In the past 9 years as senior clinical scientist, I have been challenged many times by working with new and innovative drugs. Sometimes, unraveling the best study design to study novel drugs is not the only challenge I encounter.
Last year I got the opportunity to work with GMO’s (genetically modified organisms). More specifically: genetically modified vaccines and a gene therapeutic. For this type of interventions there is – next to the regular guidelines for clinical trials – additional legislation. As it is likely that we will encounter more of these types of interventions in the future, I find it worthwhile to use this blog as the opportunity to share my experiences with overcoming some of the legal and administrative hurdles associated with GMO’s in early phase clinical development.

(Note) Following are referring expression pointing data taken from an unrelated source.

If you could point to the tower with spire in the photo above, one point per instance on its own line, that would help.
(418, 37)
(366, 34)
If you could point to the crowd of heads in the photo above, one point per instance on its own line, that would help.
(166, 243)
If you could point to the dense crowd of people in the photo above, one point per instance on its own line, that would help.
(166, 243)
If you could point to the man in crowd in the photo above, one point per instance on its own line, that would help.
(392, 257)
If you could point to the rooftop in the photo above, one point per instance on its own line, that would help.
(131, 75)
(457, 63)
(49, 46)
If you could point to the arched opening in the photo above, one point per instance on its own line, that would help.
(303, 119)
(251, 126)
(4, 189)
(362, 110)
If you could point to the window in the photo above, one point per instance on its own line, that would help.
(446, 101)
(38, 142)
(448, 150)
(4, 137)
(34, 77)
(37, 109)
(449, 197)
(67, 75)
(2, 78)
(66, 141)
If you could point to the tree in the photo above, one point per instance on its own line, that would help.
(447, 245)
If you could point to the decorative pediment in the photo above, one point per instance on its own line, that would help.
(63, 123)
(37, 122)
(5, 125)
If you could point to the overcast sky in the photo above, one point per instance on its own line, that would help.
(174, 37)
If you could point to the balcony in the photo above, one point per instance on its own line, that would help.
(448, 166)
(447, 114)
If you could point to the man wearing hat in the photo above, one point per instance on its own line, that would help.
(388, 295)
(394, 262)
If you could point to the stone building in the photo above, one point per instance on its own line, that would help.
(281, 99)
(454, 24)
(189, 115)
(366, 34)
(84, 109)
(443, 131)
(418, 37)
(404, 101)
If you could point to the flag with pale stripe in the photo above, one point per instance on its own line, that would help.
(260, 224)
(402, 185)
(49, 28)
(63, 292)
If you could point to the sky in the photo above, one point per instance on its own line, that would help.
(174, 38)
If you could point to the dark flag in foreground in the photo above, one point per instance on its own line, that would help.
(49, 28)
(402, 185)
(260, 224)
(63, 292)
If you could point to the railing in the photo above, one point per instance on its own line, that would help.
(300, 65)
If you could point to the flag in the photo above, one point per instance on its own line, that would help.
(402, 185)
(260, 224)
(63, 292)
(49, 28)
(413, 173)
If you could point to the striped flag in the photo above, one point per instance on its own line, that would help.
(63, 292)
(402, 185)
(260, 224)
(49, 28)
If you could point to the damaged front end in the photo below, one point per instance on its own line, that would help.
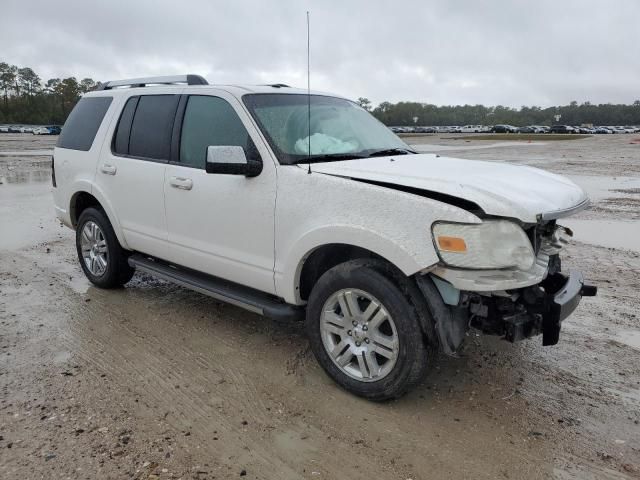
(510, 303)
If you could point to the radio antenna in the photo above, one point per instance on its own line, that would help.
(308, 93)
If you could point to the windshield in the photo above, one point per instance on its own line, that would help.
(340, 129)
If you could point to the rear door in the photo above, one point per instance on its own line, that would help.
(220, 224)
(131, 173)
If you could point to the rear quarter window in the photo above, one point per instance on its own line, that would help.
(80, 129)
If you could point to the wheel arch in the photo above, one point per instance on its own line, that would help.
(313, 256)
(83, 199)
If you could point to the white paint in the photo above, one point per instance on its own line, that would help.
(499, 189)
(258, 231)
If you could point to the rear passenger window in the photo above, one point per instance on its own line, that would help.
(152, 125)
(121, 139)
(210, 121)
(80, 129)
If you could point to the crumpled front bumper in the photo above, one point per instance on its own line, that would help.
(563, 294)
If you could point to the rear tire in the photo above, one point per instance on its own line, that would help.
(103, 260)
(376, 349)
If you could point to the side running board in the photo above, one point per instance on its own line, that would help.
(223, 290)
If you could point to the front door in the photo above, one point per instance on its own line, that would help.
(131, 172)
(220, 224)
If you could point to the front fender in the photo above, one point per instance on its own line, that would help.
(110, 211)
(288, 281)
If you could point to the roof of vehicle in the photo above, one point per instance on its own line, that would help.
(193, 83)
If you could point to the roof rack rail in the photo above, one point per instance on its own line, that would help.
(143, 82)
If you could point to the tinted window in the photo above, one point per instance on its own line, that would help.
(81, 127)
(121, 139)
(210, 121)
(151, 128)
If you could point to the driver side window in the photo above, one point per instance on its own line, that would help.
(210, 121)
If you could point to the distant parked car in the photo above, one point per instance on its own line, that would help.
(425, 130)
(561, 129)
(504, 129)
(531, 129)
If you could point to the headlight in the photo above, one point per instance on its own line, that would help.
(487, 245)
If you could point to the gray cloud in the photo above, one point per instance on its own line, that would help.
(467, 51)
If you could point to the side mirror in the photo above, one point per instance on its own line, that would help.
(231, 160)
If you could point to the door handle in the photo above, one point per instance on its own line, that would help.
(181, 183)
(108, 169)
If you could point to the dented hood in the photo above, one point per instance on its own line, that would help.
(500, 189)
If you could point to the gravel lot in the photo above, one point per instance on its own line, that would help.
(154, 381)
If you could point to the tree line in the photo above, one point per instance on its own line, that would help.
(425, 114)
(26, 98)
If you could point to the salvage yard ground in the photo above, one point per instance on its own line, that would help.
(154, 381)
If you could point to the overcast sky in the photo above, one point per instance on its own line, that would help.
(514, 53)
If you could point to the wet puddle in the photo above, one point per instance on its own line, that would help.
(599, 188)
(606, 233)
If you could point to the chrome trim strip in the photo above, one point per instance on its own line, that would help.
(565, 212)
(199, 289)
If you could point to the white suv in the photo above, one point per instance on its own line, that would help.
(296, 205)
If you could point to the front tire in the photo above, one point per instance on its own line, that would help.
(365, 333)
(102, 259)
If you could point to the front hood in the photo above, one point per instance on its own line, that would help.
(500, 189)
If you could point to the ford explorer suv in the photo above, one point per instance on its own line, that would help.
(301, 205)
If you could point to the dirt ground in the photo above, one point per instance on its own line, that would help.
(155, 381)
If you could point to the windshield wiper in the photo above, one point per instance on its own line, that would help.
(329, 157)
(390, 151)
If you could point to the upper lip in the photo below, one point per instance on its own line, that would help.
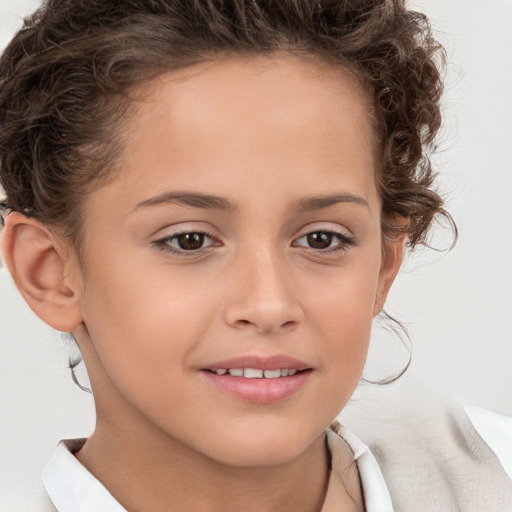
(273, 362)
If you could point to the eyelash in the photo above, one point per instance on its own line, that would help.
(163, 244)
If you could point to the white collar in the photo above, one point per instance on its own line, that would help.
(72, 488)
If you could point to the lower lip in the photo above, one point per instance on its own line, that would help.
(258, 391)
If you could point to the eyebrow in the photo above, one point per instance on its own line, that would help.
(193, 199)
(207, 201)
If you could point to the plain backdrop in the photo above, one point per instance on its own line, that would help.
(457, 306)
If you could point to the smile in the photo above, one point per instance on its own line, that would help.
(254, 373)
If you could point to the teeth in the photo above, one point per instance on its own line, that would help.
(252, 373)
(255, 373)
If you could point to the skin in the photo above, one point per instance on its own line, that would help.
(263, 134)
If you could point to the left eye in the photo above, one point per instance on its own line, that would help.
(324, 240)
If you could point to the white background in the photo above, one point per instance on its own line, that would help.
(458, 307)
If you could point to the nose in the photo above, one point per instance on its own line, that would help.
(263, 294)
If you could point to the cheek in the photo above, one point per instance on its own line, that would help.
(144, 326)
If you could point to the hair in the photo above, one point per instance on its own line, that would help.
(67, 75)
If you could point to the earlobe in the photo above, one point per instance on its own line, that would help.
(42, 270)
(393, 254)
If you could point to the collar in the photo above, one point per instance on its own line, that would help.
(72, 488)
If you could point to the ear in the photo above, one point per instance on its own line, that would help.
(44, 270)
(392, 257)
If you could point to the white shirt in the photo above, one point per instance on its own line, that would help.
(73, 489)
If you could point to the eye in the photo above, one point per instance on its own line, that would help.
(325, 241)
(185, 242)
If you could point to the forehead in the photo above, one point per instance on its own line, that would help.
(248, 125)
(279, 89)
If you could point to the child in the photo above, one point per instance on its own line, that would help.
(214, 198)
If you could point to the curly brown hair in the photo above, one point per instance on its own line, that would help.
(66, 75)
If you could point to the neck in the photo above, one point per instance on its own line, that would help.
(163, 471)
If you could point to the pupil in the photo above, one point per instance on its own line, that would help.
(190, 241)
(320, 240)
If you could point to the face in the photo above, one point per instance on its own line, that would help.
(242, 236)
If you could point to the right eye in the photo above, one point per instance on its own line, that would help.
(191, 242)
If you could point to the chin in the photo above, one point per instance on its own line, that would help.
(257, 449)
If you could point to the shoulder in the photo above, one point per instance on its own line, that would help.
(496, 431)
(34, 499)
(430, 453)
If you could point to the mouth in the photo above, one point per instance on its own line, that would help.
(258, 380)
(257, 373)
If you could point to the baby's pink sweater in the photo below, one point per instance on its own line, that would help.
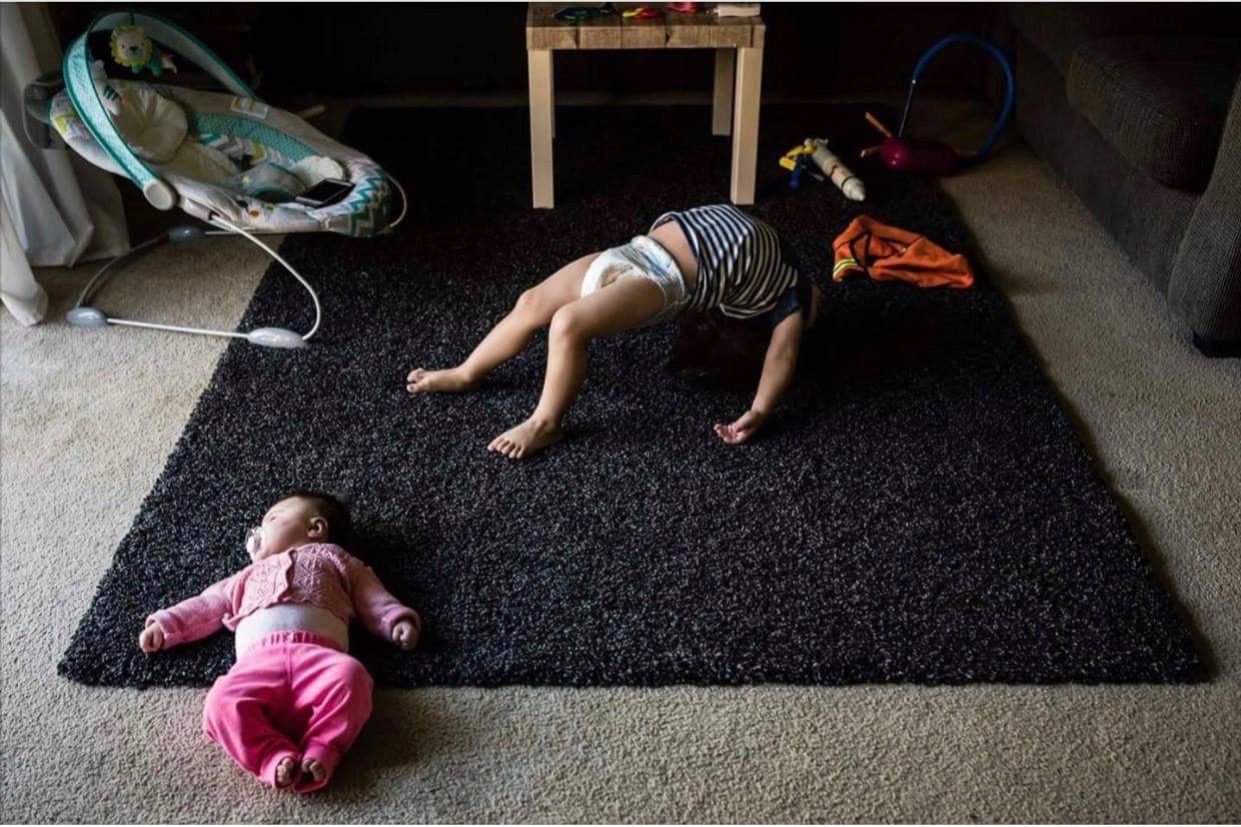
(319, 574)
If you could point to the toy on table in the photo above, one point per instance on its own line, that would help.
(576, 14)
(814, 150)
(932, 157)
(135, 51)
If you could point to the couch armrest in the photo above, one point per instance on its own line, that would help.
(1205, 286)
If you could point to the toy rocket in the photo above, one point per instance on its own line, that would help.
(835, 169)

In short, for the evaluation of clinical gene therapy research different aspects come together;
1) genetic modification,
2) environmental aspects and
3) clinical research.
As a result, also a whole bunch of different legal regimes based on European directives, come together. Unfortunately, the implementation of the directives into Dutch legislation contain aspects that still are not converged sufficiently.
Generally in the Netherlands, besides ethical approval, the institute that wants to work with the GMO needs a license from the Ministry of Environment. This implicates that next to the CCMO as reviewing committee and the Ministry of Health as competent authority (laid down by The Medicines Evaluation Board), the Ministry of Environment is involved as well. Furthermore, COGEM (the Netherlands Commission on Genetic Modification; http:// www. cogem.net) acts as advisory committee for obtaining the environmental license and bureau GGO (Bureau of genetically modified organisms; http://www.ggo-vergunningverlening.nl/) is involved for all administration regarding the license. Thus, there are many legal instances that the researcher need to involve and provide with the right documentation. However, the researcher can always get help from “Loket Gentherapie” that streamlines the processes and communication between the different bodies and is always of help when a researcher is lost in legislation.
There are only some minor differences for the clinical trial application for gene therapy studies to the EC/CA compared to a ‘regular’ clinical trial application. It is the application for the environmental license that makes the process complicated, or more accurately: lengthy.
For the license, the Ministry of Environment focuses in particular on the environmental aspects and the environmental risk analysis of the application. Just like a normal permit for installing for example your roof top terrace, the permit is available for public inspection (2 times, 6 weeks). The whole process takes at least 120 days, with clock stops for addressing the public objections. In practice, it takes months before you have the permission to start your clinical trial.
I’m puzzled by the idea that the general public would be able to judge the environmental risks of applying gene therapeutics in a clinical trial. These risk analyses are complicated matter and not common practice, even for the researchers involved. In my opinion, this makes the procedure unnecessarily lengthy and it does not automatically make the studies any safer. Do not get me wrong; of course, these clinical studies should only be executed if they are safe for both the volunteer and the environment. However, I do not understand why the environmental risk assessment cannot be incorporated in the CCMO assessment. COGEM/ministry of health experts could be additionally be involved if deemed necessary. This could make the whole process much shorter and further build on the reputation of the Netherlands as an attractive country for the innovative pharmaceutical industry to perform their gene therapy studies.
Anyway, I am happy that I have had this challenge and that I was able to scrutinize Dutch law regarding gene therapy studies. And now we have adapted all applicable CHDR SOPS according the current legislation we are ready to start our first clinical gene therapy studies!